旅館に戻った僕達は、夕食の時間までの時間をそれぞれのお部屋で過ごすことになった。

坂本監督や助監さんは打ち合わせや、撮ったばかりの映像のチェック作業やらがあるらしく、僕みたいに自由時間が貰えるわけじゃなかったみたいだけどね。
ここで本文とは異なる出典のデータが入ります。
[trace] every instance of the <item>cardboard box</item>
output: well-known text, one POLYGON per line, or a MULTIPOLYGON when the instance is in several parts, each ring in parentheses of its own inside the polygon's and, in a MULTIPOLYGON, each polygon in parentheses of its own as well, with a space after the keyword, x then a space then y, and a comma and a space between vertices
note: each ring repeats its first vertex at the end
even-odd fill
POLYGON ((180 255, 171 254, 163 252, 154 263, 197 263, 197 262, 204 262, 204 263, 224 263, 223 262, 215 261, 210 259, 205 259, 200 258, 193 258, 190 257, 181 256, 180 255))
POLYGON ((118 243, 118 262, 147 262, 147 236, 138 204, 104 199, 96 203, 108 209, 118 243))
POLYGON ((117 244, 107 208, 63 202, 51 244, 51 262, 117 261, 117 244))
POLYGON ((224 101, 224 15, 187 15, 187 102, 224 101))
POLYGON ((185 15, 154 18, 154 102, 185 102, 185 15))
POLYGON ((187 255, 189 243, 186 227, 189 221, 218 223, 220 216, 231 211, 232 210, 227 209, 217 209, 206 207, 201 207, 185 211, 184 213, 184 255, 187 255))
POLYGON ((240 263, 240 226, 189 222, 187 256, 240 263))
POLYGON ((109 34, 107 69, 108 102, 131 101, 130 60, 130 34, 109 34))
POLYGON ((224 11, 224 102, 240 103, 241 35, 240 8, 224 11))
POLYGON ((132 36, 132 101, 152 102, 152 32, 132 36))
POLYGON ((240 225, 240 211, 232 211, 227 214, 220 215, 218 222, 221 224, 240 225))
僕は宛がわれたお部屋に入るなり、浴衣も下着も(←ブラだけだけど♡)ポイポーイと脱いで、ついでにウィッグも取って、専用の露天風呂に飛び込んだ。

「ふぅ~、気持ち良い♪」

四方を塀で囲われているから景色は見えないし、大浴場の露天風呂みたく解放感はないけど、それでも足はちゃんと伸ばせるし、乳白色のお湯はトゥルンとしてて気持ちいいしで、僕だけがこんな贅沢をさせて貰ってると思うと、ちょっぴり申し訳なくなっちゃう。

けど仕方ないよね?

だって、これでも一応僕”主演女優(←男優?どっち?)だし、それに朝から散々な目(←いや、けっこう楽しんでたけどね?)にも合わされてきたんだし、これくらいの贅沢は良いよね?

僕は星がチラホラ見え始めた空を見上げて一つ伸びをすると、油断すると閉じてしまいそうになる瞼に喝を入れるために、両手に掬った乳白色のお湯を顔に浴びせかけた。

メイクは後で直せば良いもんね♪



お風呂から上がった僕は、暫くの間スッポンポンのまま、並べた座布団の上に大の字になった。

せっかくサッパリしたのに、浴衣なんか着ちゃったら、また汗かいちゃうでしょ?

それにしても…

「お腹すいたな…」

僕にしてはけっこうな量だったお昼ご飯も、そこそこ激しい運動をすれば当然お腹だってすく。

僕は寝っ転がったまま、手だけをテーブルの上に伸ばすと、菓子器に入ったお饅頭を一つ、手に取りパクリと頬張った。

「んふ、おいちぃ♡」

寝っ転がったままで、なんてお行儀が悪いと思われるかもだけど、誰も見てないし…良いよね?

「あ、そう言えば…」

僕は二つ目のお饅頭を頬張ると、部屋の隅に置きっ放しになっていたリュックを引き寄せた。